Le projet Terre miniature imagine ce que serait notre monde s’il s’agissait d’une petite population de 100 personnes: le résultat est cette série de schémas ingénieux qui montrent la réalité dans laquelle nous vivons - parfois plein d’espoir, parfois remarquablement inégale.

On dit qu'un des grands changements épistémiques survenus à la Renaissance fut la confrontation inattendue de la conscience européenne avec un vaste territoire inconnu et inexploré. Avec la "découverte" de l'Amérique, le monde était une fois de plus large, presque inaccessible, ouvert à de multiples possibilités.

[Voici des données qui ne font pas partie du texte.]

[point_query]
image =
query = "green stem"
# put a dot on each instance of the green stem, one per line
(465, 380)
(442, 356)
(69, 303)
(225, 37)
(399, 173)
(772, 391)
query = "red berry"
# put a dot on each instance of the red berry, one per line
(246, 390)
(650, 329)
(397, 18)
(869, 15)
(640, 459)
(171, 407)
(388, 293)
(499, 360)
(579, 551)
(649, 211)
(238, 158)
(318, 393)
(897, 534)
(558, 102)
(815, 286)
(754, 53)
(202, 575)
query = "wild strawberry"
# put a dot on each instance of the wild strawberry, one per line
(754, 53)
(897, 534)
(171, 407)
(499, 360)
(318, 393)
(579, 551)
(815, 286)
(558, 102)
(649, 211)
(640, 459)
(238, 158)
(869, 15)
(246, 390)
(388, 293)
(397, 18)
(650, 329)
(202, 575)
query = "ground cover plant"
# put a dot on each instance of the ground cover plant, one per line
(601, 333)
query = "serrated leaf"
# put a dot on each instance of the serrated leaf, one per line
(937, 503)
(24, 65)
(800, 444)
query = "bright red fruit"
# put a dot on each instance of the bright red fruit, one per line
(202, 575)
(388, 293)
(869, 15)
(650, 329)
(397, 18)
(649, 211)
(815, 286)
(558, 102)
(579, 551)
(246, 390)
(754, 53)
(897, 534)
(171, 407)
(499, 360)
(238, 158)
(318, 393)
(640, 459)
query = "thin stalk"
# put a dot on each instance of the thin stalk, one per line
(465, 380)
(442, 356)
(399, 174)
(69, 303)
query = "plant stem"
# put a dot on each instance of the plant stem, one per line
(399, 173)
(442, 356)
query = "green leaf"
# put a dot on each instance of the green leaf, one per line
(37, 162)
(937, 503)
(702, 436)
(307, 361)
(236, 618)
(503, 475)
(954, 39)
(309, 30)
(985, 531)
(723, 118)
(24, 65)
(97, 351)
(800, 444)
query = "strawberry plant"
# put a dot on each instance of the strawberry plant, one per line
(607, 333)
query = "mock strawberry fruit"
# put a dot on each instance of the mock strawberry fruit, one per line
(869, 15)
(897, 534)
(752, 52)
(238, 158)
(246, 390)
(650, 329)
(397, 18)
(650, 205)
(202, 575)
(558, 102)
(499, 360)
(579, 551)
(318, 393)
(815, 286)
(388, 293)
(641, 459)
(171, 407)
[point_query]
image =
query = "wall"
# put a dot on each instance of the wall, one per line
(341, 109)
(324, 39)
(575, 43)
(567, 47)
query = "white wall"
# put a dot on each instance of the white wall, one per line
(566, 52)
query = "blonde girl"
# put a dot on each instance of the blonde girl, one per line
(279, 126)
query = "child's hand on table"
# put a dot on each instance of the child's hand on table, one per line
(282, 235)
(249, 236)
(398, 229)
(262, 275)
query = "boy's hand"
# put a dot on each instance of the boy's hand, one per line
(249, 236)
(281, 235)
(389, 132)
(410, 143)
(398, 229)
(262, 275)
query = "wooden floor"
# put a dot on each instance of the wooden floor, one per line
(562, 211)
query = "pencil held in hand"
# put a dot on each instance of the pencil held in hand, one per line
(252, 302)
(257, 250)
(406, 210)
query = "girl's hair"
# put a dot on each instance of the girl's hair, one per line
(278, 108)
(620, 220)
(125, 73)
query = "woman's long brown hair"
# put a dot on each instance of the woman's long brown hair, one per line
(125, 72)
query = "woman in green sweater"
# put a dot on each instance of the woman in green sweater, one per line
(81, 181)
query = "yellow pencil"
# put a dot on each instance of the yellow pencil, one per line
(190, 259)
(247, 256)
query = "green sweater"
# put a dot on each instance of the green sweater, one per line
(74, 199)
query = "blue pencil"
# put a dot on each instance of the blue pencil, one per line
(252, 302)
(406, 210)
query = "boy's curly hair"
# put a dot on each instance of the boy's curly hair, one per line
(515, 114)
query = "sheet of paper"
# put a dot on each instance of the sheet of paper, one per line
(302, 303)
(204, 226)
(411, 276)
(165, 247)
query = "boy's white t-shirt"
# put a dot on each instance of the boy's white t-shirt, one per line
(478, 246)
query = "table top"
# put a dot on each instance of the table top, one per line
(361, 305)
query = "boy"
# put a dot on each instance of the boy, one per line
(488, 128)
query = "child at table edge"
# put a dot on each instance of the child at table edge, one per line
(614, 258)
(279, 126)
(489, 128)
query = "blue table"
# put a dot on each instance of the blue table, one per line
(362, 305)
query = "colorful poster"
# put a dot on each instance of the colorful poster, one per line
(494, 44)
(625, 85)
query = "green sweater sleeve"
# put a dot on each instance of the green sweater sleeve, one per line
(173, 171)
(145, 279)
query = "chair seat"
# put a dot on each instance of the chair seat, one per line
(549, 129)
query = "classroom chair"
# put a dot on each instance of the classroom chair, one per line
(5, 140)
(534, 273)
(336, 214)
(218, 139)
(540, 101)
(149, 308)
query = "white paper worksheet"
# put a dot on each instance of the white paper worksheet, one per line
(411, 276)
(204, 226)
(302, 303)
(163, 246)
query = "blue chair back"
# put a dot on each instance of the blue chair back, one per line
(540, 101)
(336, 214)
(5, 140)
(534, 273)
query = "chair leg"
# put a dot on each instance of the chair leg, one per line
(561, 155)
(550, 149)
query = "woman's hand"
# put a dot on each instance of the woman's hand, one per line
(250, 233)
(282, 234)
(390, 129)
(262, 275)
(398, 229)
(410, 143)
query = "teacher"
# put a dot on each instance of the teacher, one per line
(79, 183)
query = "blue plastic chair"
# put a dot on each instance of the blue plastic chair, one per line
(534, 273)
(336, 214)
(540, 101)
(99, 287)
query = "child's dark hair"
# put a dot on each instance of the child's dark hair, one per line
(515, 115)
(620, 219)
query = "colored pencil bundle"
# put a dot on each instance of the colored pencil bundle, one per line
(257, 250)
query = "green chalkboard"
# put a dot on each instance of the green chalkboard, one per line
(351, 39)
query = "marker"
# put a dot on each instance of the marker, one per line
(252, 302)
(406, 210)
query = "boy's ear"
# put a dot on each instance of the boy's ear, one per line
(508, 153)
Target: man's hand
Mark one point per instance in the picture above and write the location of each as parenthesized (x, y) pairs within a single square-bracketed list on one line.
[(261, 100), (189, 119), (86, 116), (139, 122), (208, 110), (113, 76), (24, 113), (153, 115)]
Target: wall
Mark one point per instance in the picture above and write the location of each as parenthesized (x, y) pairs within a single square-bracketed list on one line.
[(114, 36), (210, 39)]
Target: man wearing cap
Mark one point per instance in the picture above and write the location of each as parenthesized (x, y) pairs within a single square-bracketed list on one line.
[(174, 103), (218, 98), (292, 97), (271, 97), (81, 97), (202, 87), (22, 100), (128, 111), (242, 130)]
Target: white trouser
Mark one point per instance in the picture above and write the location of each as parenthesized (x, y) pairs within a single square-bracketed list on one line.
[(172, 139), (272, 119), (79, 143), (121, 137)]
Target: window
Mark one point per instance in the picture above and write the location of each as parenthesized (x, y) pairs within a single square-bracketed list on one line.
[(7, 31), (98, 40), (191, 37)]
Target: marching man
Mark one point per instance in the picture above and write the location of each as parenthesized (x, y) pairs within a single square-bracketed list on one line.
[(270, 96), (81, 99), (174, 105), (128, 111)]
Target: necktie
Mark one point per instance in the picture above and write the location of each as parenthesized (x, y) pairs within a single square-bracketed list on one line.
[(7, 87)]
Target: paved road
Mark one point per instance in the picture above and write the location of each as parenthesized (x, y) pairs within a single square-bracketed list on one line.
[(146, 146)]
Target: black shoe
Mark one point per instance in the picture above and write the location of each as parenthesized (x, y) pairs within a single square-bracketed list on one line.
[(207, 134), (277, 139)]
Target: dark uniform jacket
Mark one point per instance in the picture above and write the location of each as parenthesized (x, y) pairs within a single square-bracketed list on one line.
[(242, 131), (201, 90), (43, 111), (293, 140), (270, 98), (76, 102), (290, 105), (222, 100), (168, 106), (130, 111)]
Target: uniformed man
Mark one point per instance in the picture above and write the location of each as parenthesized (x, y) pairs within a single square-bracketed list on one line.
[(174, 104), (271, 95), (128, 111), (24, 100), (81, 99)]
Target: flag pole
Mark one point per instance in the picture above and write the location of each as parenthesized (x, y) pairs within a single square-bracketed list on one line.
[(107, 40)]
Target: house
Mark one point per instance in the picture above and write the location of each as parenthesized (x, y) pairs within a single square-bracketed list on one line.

Cependant, la révolution des télécommunications du XXe siècle l’a encore dominée. Maintenant, le monde est à "un clic" - ou du moins c'est le slogan. Nous prenons notre ordinateur et même notre téléphone et, en quelques mouvements seulement, nous pouvons lire un journal londonien et regarder un film coréen, parler à quelqu'un en France ou à Buenos Aires et découvrir l'exposition qui attire les foules dans tel ou tel musée. ou galerie à New York ou à Tokyo.

Mais à quelle profondeur est-ce? N’est-ce pas, en quelque sorte, juste un retrait superficiel? Que savons-nous vraiment du monde dans lequel nous vivons et que nous partageons avec 7 milliards de personnes supplémentaires pour dire qu’il est en fait plus abordable qu’auparavant?

Ces schémas résument succinctement et graphiquement, de manière agréable et ingénieuse, certains des éléments les plus fondamentaux de cette réalité, les conditions dans lesquelles la population mondiale vit, basée sur le principe qu’elle ne peut être réduite qu’à 100 personnes.

De cette manière, le projet Miniature Earth rend compte d’un cadeau qui, bien que dans certains cas, il soit encourageant (par exemple, par le nombre de personnes sachant lire et écrire), est toujours inégal, notoirement dans des situations essentielles pour notre époque, comme l'accès à la nourriture ou à la technologie.

D'autre part, quelques-uns de ces diagrammes offrent également matière à réflexion: pourquoi si dans ce petit village d'une centaine de personnes, seulement 30 personnes ont la peau blanche, c'est ce qui domine l'idéal de la beauté? Dans le même sens, pourquoi si seulement 9 personnes sur 100 parlent anglais, cette langue est devenue la lingua franca que le reste est obligé d'apprendre pour communiquer ou avoir accès à des domaines de communication tels que l'Internet?

En bref, c’est un exercice stimulant qui nous fait voir, entre autres choses, que le monde n’est pas aussi petit ni aussi simple que nous pouvons parfois le croire.